Ministers look at slashing freelancer tax breaks, hitting employers who use self-employed
Ministers are developing plans to stop the growth in the number of self employed by cutting tax breaks and making it harder for employers to use freelancers, the Financieele Dagblad said on Tuesday.
Some 800,000 people in the Netherlands currently work as freelancers or as one man companies (zzp’er), up from 630,000 five years ago. That figure is expected to top one million by 2020.
The government is concerned that freelancers are costing the treasury too much in lost tax and is looking at ways to reduce this, the paper says. The prime minister and ministers of finance, economic affairs and social affairs hope to publish their first ideas in early December.
However, research papers leaked to the FD show that the self-employed tax-free allowance of €7,280 is likely to go, and the tax break for start-ups and the corporate tax break for small firms are also up for discussion.
A combination of these three measures mean many self-employed pay very little tax over the first €24,000 of their income, the paper quotes un-named sources as saying.
‘The self employed are too much wrapped in cotton wool,’ Erasmus professor and commission member Pieter Kavelaars told the FD.
Employers
Ministers are also making efforts to make it less attractive for employers to use freelancers by tightening up the definition of self-employed via the tax office.

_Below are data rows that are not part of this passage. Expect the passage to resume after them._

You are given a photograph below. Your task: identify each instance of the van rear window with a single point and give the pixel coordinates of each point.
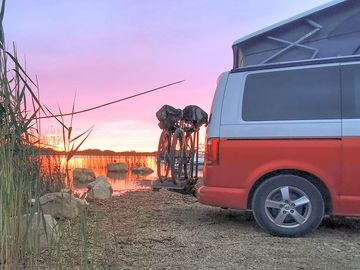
(351, 91)
(300, 94)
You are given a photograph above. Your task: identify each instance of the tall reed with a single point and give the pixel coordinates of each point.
(21, 174)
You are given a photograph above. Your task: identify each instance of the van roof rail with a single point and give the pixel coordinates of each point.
(319, 61)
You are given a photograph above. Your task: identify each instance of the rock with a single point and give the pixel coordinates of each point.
(83, 175)
(117, 175)
(100, 189)
(117, 167)
(41, 230)
(61, 205)
(142, 170)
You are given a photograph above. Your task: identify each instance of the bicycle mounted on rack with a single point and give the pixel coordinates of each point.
(178, 148)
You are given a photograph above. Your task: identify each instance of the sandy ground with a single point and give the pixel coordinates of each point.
(163, 230)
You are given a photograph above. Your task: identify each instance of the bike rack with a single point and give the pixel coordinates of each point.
(185, 186)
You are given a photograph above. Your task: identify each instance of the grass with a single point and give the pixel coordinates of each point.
(22, 178)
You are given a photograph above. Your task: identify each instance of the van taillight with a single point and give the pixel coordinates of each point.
(212, 151)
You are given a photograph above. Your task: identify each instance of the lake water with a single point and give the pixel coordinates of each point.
(120, 182)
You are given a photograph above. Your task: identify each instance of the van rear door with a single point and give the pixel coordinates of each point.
(350, 185)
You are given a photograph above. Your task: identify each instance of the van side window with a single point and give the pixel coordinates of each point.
(350, 77)
(301, 94)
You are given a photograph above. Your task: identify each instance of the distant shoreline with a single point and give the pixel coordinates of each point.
(97, 152)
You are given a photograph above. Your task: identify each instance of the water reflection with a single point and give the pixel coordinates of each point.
(121, 182)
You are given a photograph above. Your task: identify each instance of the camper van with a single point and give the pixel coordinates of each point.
(283, 138)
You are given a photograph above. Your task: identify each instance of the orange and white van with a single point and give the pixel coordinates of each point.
(284, 136)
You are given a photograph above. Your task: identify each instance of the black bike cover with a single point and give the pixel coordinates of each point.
(168, 116)
(196, 115)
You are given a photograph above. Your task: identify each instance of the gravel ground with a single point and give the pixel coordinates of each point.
(163, 230)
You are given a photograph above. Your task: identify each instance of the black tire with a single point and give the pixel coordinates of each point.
(163, 156)
(189, 157)
(288, 205)
(176, 156)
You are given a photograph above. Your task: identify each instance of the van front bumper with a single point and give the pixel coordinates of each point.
(235, 198)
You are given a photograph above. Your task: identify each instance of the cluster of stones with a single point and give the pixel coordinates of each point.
(64, 205)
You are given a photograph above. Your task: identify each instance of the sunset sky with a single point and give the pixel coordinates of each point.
(106, 50)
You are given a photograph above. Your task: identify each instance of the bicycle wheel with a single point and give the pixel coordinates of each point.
(163, 158)
(176, 156)
(189, 157)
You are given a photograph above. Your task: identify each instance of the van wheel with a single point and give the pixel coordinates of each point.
(288, 205)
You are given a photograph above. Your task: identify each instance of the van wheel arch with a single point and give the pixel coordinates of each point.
(316, 181)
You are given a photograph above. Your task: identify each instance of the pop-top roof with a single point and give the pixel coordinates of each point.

If the freelancer only has one employer, they will be considered to be pseudo self-employed and the employer will face hefty additional charges, the FD said.
The FD article has generated a heated debate on the paper’s website, with dozens of people pointing out that freelancers are not entitled to unemployment benefit or incapacity benefit and have to pay for their own pensions. They also have to pay thousands of euros in extra health insurance costs.
‘How stupid of me. I thought freelancers were a useful and flexible way for companies to bring in specialists and as entrepreneurs they don’t appear in the unemployment statistics,’ wrote a Mr Werkman.